Yesterday I took my lunch break with Nicole & got cracking at Banana Republic. We get rewards & discounts there with our credit card ("we" being the marriage unit) & their shirts actually fit me, which is a shocker. Most places assume "medium" means "scrawny" & that "large" means "chubby." I am neither of those things. I need a shirt that can fit my shoulders ("broad") but not billow at my waist (..."athletic"?). So yes, shirts, pants, boxers. We some some street art which for some reason everyone is talking about today, & then that was that. Oh I also bought a quiche & was heartbroken to bite into it & find green peppers. Blech. Then home & finishing up some reading with Jenny on the other end of the couch. Went to Rachel's to pick up a sub-par burger for Jenny & some fine ribs for myself, & we threw on some Daily Show & a few minutes of How I Met Your Mother while waiting for fordmadoxfraud & elladorian. HIMYM was almost funny? The baggage gimmick seemed to be working! I would sure like that show to get its feet under itself again. It used to be a barrel of chuckles, but lately has just been a puddle of...also chuckles.

Then, the Madox-Dorians arrived, David & Maggie. All we had time to watch was the two-hour season finale of America's Next Top Model, so we got into the mud, the blood & the beer right away. Literally "the beer," since I managed to spill an entire bottle of beer everywhere in the kitchen. This season of ANTM has been a drag. Sure, they cast some weirdos, but those "strange girls" turned out to be...well, a mess. A bunch of pathological liars & people with mommy issues. So, once they were removed from the mix, the show became a rather banal exercise, only occasionally spiced up by the Tyra Crew antics. Oh this show cannot survive without Mister Jay & Miss J let along Tyrabot. Speaking of Tyra, those crazy jumpsuits she's been wearing all season? Yeah, she made them. Unfortunately finding that out spoiled the ending of the season cycle for me. Well, sort of; I kind of knew it would by...whatever her name was, who one. Krista. Boring McTooSkinny. I was rooting for Raina because she's very pretty, but you know, she wasn't amazing or anything. Oh, the show stealer was Nicole, from last cycle...dear Nicole, seeing you walk reminds me of the fact that you are amazing. Nicole is a real success story for me, she's evidence that at least SOME of the winners are good at what they do. Proof of Concept. Though the discussion of "successful" contestants showed that the panel of judges is well aware that their picks are not always the ones who end up "on top" in the end. Except Tyra, she's always on top. Edit: Jenny also got cupcakes & a black & white cookie, which led to David's plaintive plea: "...nooo, Coffee Toffee!" when his slice started falling off his plate.

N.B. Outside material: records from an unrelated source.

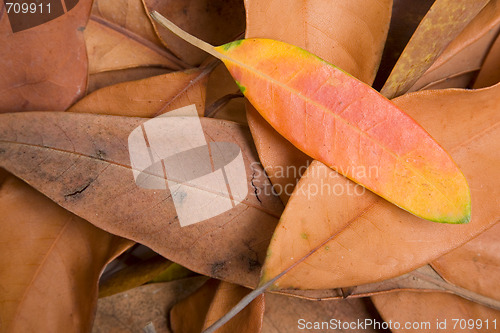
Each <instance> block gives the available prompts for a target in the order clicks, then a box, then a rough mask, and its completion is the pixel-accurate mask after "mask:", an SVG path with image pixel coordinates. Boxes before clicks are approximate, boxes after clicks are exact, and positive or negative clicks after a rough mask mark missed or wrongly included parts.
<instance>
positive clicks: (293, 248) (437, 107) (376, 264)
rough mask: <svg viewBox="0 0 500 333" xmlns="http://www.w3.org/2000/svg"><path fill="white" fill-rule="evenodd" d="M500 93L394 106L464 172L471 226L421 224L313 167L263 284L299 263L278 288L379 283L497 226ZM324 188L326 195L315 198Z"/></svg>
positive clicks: (400, 101) (420, 263) (400, 97)
mask: <svg viewBox="0 0 500 333" xmlns="http://www.w3.org/2000/svg"><path fill="white" fill-rule="evenodd" d="M499 89H500V85H497V86H494V87H492V88H489V89H484V90H477V91H464V90H449V91H426V92H421V93H413V94H408V95H405V96H403V97H400V98H398V99H397V100H396V101H395V102H396V103H397V104H398V105H399V106H400V107H402V108H403V109H404V110H406V112H408V113H409V114H410V115H411V116H413V117H414V118H415V119H417V120H418V121H419V122H420V123H421V124H422V126H424V127H425V128H426V129H427V130H428V131H429V132H430V133H431V134H432V135H434V136H435V137H436V139H437V140H438V141H439V142H441V143H442V144H443V146H444V147H445V148H446V149H447V150H448V151H450V153H451V154H452V156H453V157H454V159H455V160H456V161H457V163H458V164H459V166H460V167H461V169H462V170H463V171H464V174H465V176H466V177H467V179H468V181H469V182H470V185H471V191H472V201H473V204H472V205H473V207H474V208H473V210H472V221H471V223H469V224H467V225H460V226H458V225H456V226H447V225H436V224H431V223H429V222H426V221H422V220H420V219H418V218H416V217H414V216H412V215H410V214H408V213H406V212H404V211H403V210H401V209H399V208H397V207H395V206H393V205H390V204H389V203H388V202H386V201H384V200H382V199H380V198H377V197H376V196H375V195H373V194H372V193H370V192H367V191H366V192H364V193H361V192H363V191H358V192H356V188H355V187H354V186H355V184H353V183H352V182H350V181H349V180H347V179H345V178H343V177H340V176H338V175H337V174H334V173H332V172H330V173H326V174H325V173H324V172H325V171H328V169H327V168H326V167H323V168H322V169H321V168H312V167H310V168H309V169H308V171H307V173H306V175H304V176H303V177H302V179H301V181H300V182H299V185H298V187H297V188H296V192H295V193H294V194H293V195H292V198H291V200H290V201H289V203H288V205H287V207H286V209H285V212H284V213H283V215H282V218H281V221H280V224H279V225H278V227H277V229H276V232H275V235H274V236H273V240H272V241H271V244H270V247H269V250H268V257H267V258H266V263H265V266H264V268H263V277H262V282H261V284H263V283H264V282H266V281H269V280H271V279H272V278H274V277H275V276H277V275H278V274H280V273H281V272H283V271H284V270H285V269H287V268H288V267H290V266H291V265H292V264H296V263H299V264H298V265H297V266H295V268H293V269H291V270H290V271H289V272H288V273H287V274H285V275H284V276H283V277H282V278H281V279H279V280H278V281H277V282H276V283H275V288H281V289H283V288H300V289H328V288H337V287H347V286H354V285H359V284H363V283H369V282H375V281H381V280H384V279H387V278H390V277H394V276H398V275H401V274H403V273H406V272H409V271H411V270H412V269H414V268H416V267H419V266H422V265H424V264H425V263H427V262H429V261H432V260H434V259H435V258H437V257H439V256H440V255H442V254H444V253H446V252H448V251H450V250H451V249H453V248H454V247H457V246H459V245H460V244H462V243H464V242H466V241H468V240H470V239H471V238H472V237H473V236H475V235H477V234H479V233H480V232H481V231H483V230H485V229H486V228H487V227H489V226H491V225H493V224H494V223H496V222H498V221H499V220H500V211H499V205H498V204H497V203H496V200H497V199H496V198H497V197H498V195H496V194H495V193H496V192H497V191H498V188H499V184H498V177H496V176H495V175H496V169H495V168H494V167H493V166H494V165H496V164H498V161H499V160H500V156H499V154H498V151H499V149H498V147H496V145H497V143H498V141H497V140H495V139H494V138H495V137H496V136H498V122H499V121H500V118H499V117H500V113H499V112H498V105H500V104H499V101H498V99H499V96H500V94H499V93H498V91H499ZM314 186H316V187H314ZM322 187H323V188H325V187H326V188H327V189H326V190H323V192H320V191H321V189H322ZM314 188H316V189H317V191H318V192H316V195H312V194H313V193H312V190H313V189H314ZM308 191H309V193H308ZM325 230H327V231H328V232H325ZM291 244H293V246H291ZM374 248H376V249H377V251H373V249H374ZM302 260H303V261H304V262H303V263H300V262H301V261H302Z"/></svg>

This morning I read the first issue of Batman: The Return of Bruce Wayne. Basically, Batman was "killed," & Nightwing (the grown-up Robin) took over, with Batman's psychopathic son Damian taking over as Robin...& Grant Morrison writing, so it is kind of awesome. Anyhow, of course you can't kill Batman; somehow he ended up...traveling through time. Starting with the beginning of humans. Seriously, the start of Homo sapiens. Batman...versus a bunch of cavemen...led by Vandal Savage. This first issue was fun, & they call Batman "Man of Bats," but really it is the high concept that has sold me. Batman...traveling through time. Caveman Batman, Knight Batman, Pilgrim Batman, Cowboy Batman...awesome. All of it set (it seems like) in the spot Gotham City will eventually grow. It is like those Spawn toys, only instead of lame it is sweet. Anyhow, meanwhile...I bet that is probably Doctor Hurt or something, but wouldn't that be radical if that was Nightwing's new costume? If Nightwing went back to being Nightwing & was...well, a Morrison/Moore-esque weirdo? I mean, seriously, when your father figure is Batman, you've got to have a pretty different approach to "odd." I want Dick Grayson to be like the anti-John Constantine. Sure, he's involved in weird, mind-bending, alien, Lovecraftian, horrible murder mysteries...but he can handle it. You know who the last Nightwing was before Dick Grayson? Superman. Yeah, Nightwing can handle the situation.